業務上は予備範囲を持たせたい気持ちがありますが、審査ではどこを飛ぶのかが分からないほど広い範囲は安全対策の妥当性を判断しにくくなります。

曖昧な例 改善の方向
市内一円 対象施設周辺
河川全域 調査区間を明示
工場敷地内 飛行区域を図示
山林周辺 離着陸地点を明示

包括申請で許される範囲と、個別申請で示すべき範囲を混同すると、申請方法そのものが合わなくなることがあります。

特に補助者を配置しない目視外飛行や夜間目視外飛行では、飛行場所を特定する必要が生じやすいため、最初から現場図を作る前提で準備する方が安全です。

安全体制が抽象的

安全に配慮する、周囲を確認する、必要に応じて中止するという表現だけでは、目視外飛行の承認申請では十分な説明になりません。

審査で必要なのは、誰が、どこで、何を見て、どの方法で操縦者に伝え、どの条件になったら中止するのかという運用の具体性です。

  • 補助者の人数
  • 配置場所
  • 連絡手段
  • 立入管理範囲
  • 中止基準
  • 緊急着陸場所

たとえば第三者が近づいた場合に注意すると書くよりも、補助者が歩行者の接近を確認した時点で無線連絡し、操縦者が一時停止または帰還させると書いた方が運用が見えます。

安全体制は申請のために作る文章ではなく、現場で実際に動く人がそのまま使える手順であるべきです。

標準マニュアルの誤解

航空局標準マニュアルは、申請時に活用しやすい資料ですが、標準マニュアルを選べばどのような飛行でも承認されるという意味ではありません。

標準マニュアルには使える飛行の範囲や条件があり、場所を特定しない申請で使えるものと、場所を特定した申請で使うものを混同すると申請内容に不整合が出ます。

たとえば飛行場所を特定しない申請で使える標準マニュアル02は便利ですが、夜間における目視外飛行や補助者を配置しない目視外飛行などは、個別に場所を特定した申請が必要となる場合があります。

また、標準マニュアルに書かれた条件を現場で守れないなら、承認書を持っていても実際の飛行は承認条件から外れるおそれがあります。

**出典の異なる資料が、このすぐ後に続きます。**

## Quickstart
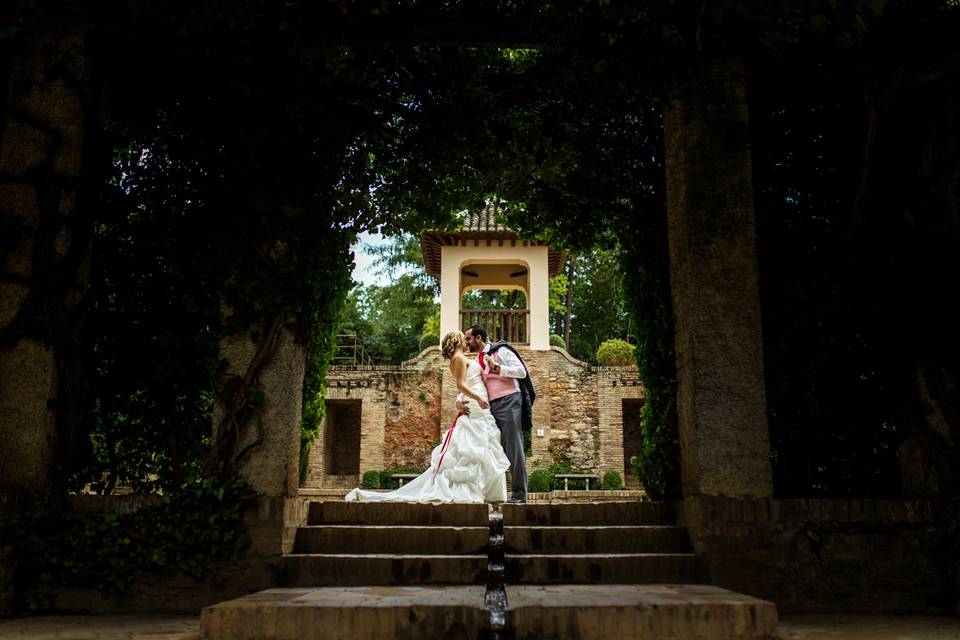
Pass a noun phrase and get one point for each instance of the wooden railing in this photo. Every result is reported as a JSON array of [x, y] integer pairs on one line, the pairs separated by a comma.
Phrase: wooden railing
[[511, 325], [350, 352]]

申請前には、自分の飛行計画が標準マニュアルの範囲内なのか、独自マニュアルや追加資料が必要なのかを読み合わせることが重要です。

安全な目視外飛行につなげる準備

まとめ
まとめ

ドローンの目視外飛行承認申請は、DIPS2.0の画面入力だけで完結する作業ではなく、機体、操縦者、現場、補助者、飛行経路、緊急対応を一つの運航計画として整える手続きです。

目視外飛行に該当するかどうかを判断するときは、操縦者本人が機体を常時見られるかを軸にし、モニター映像や補助者の視認だけで目視内と考えないようにすることが大切です。

包括申請は反復継続する業務で便利ですが、夜間の目視外飛行、補助者なしの目視外飛行、空港周辺、150m以上の空域、趣味や研究開発目的などでは、場所や日時を特定した個別申請が必要になりやすい点を理解しておく必要があります。

承認後も、飛行計画の通報、飛行日誌、日常点検、事故時の報告、飛行マニュアルの遵守が続くため、申請を通すことだけを目標にせず、現場で再現できる運航管理を作ることが重要です。

最初の申請では迷う項目が多くても、目視外飛行が必要な理由、安全対策の根拠、関係者の役割、承認範囲を丁寧に整理すれば、業務で使える実践的な申請内容に近づけます。